Securities and Exchange Commission (SEC) Commissioner Mark T. Uyeda said in a fireside chat at the Korea Blockchain Week 2024 event in Seoul on Tuesday that the agency needs to create a superior S-1 registration form for digital asset securities.
The S-1 form is a registration statement that U.S. issuers must file with the SEC before offering new securities. It contains various disclosures, such as income statements and cash flow statements.
Uyeda used registered index-linked annuities to explain that the SEC’s standard registration forms may not be appropriate for certain financial products. He said the SEC works with product sponsors to develop customized registration requirements.
“Well, why shouldn’t we do the same thing for cryptocurrencies, digital asset securities?” Uyeda said. “We have the flexibility to do that, and that’s partly my frustration that we haven’t done more to accommodate sponsors who have concluded that these types of digital assets are securities.”
Uyeda said the SEC cannot afford to create a “catch-22 situation” where it requires digital asset securities sponsors to register and disclose information that is irrelevant or impossible to do.
However, Uyeda said these filings come after the issuer’s analysis and determination that the product is a security under federal regulations. While digital asset-backed securities, such as tokenized bonds or cryptocurrency exchange-traded funds, are subject to SEC oversight, it remains unclear whether cryptocurrencies are classified as securities.
“The term ‘crypto asset security’ is nowhere to be found in any law. It’s a fabricated term with no legal basis. The SEC should stop trying to fool judges by using this term,” Ripple’s chief legal officer Stuart Alderoty told X yesterday.
Ripple has been embroiled in a legal dispute with the SEC over the classification of certain digital assets as securities. Along with many other companies such as Coinbase, Ripple has argued that the SEC has not provided sufficient regulatory clarity.

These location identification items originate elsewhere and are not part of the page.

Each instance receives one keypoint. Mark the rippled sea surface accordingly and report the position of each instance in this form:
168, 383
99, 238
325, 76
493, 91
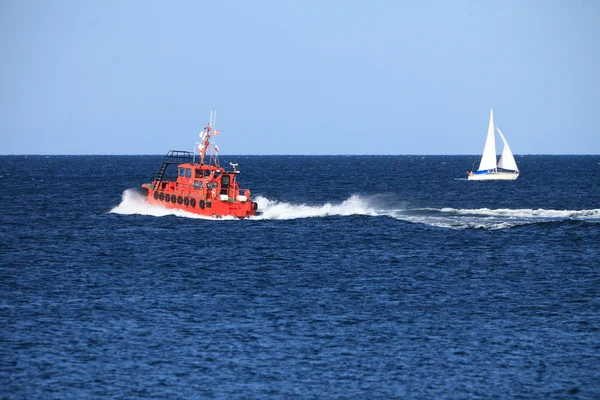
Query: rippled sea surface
365, 277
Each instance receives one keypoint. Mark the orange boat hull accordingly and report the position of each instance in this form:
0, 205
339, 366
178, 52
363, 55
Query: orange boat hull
193, 203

When asked about his opposition to the SEC’s rejection of Coinbase’s rulemaking petition, Uyeda said the SEC needs to clarify what is and is not a security when it comes to digital assets.
“I think at some point, whether it’s Gensler or his successor, they’re going to have to think about what kind of legislation or rulemaking they should pursue, given the significant regulatory uncertainty around digital assets,” Uyeda said.
However, digital assets were not among the more than 50 items SEC Chairman Gary Gensler added to the regulatory agenda during his tenure. Uyeda added that Gensler has the final say on adding new items to the regulatory agenda.
Uyeda added that the SEC should consider jurisdictions around the world, including the EU, South Korea, and Japan, when formulating future rules for digital assets.
Uyeda, one of five SEC commissioners whose term runs through June 2028, has said his views are personal and do not necessarily reflect those of the agency as a whole.